Don't let the communications department hijack your survey!

Fundraising surveys are easy to get wrong. 

There is one rule - above all others - that you should know and commit to memory before you begin.


Rule No. 1:
NEVER let your communications or brand teams know that you are developing a survey.

They will get involved, they will get excited and they will hijack your survey.

Should you need to defend the integrity of your survey, consider these discussion points which might rationalise why your fundraising survey shouldn't include market research questions:
    1. "I'm sorry, [Insert name of communications person here], there are only 12 to 15 questions in my survey and there is no room for your brand learnings"
      • By mail, the audience is likely to be older and your fonts will need to be 14pt. So there won't be enough room for questions about supporters' income, or which newspapers they read
      • If sending email, the survey must be short to ensure you keep them engaged. You should assume that the online attention span of your supporters is far too short to be asking them questions about how much time they spend online.
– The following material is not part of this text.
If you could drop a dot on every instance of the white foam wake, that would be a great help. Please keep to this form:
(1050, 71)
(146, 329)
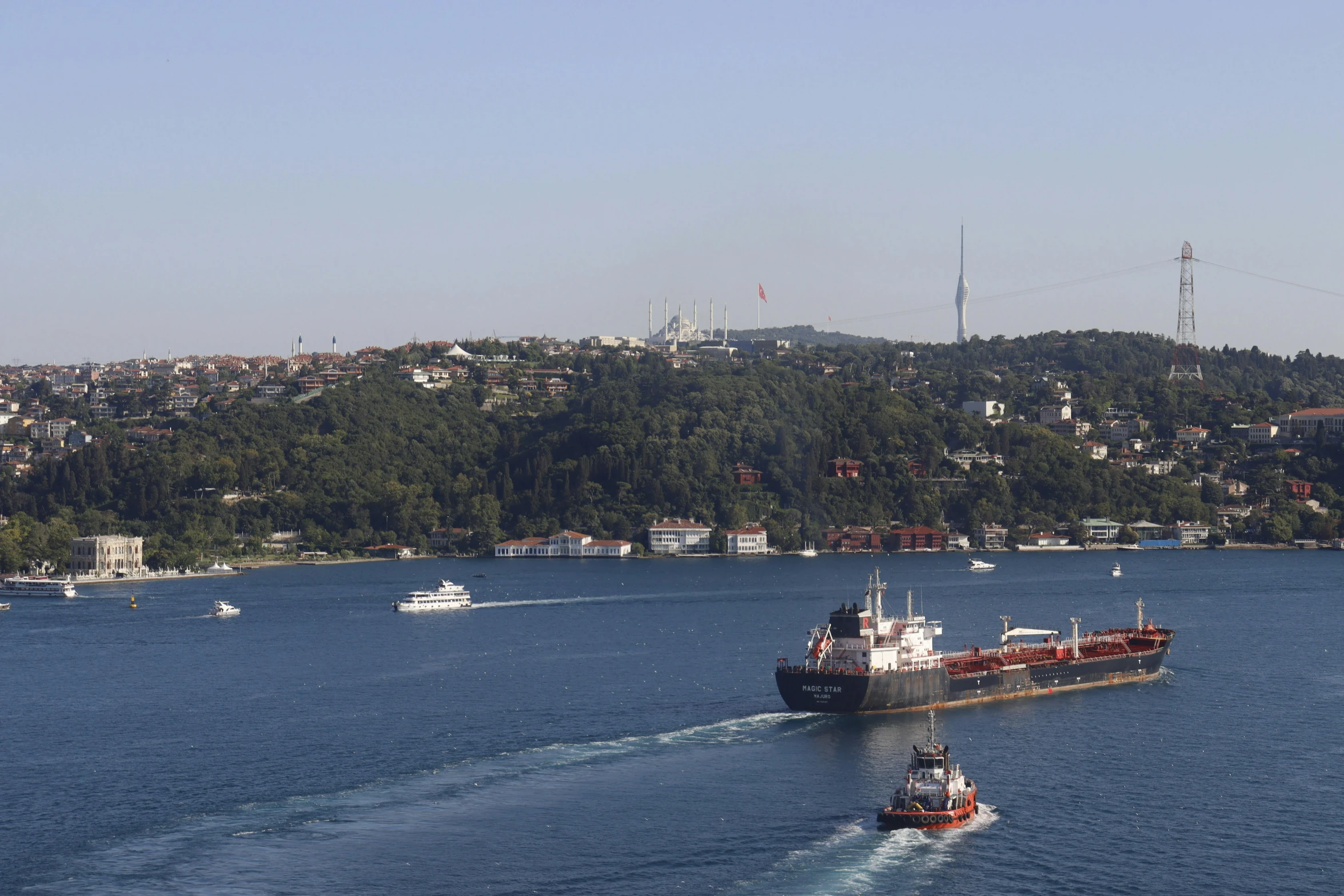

    2. "Do we have enough supporters for the results to be statistically significant?"
      • Whether the response volumes within key segments are large enough to accurately compare or not is irrelevant. Your communications and brand colleagues probably don't know enough about your the donor base to have an answer to this question.

    3. "How will you make sure that the responses aren't biased to the most responsive donors?"
      • Research by direct marketing is fundamentally flawed because the people who respond are already your best supporters
      • As a fundraiser, you already know how to contact the most responsive prospects. What you don't know is how to exclude all the people who won't donate
      • What would be far more interesting for communications and brand marketing is a survey of the people who don't reply to emails or direct mail. These people could tell you what the rest of the country thinks about your cause and that might influence their marketing and communications strategies.
Marketing and communications surveys can be very valuable to not-for-profits and the insights might support brand design, engage board members and help drive awareness strategies. But there is no room for marketing questions in fundraising surveys.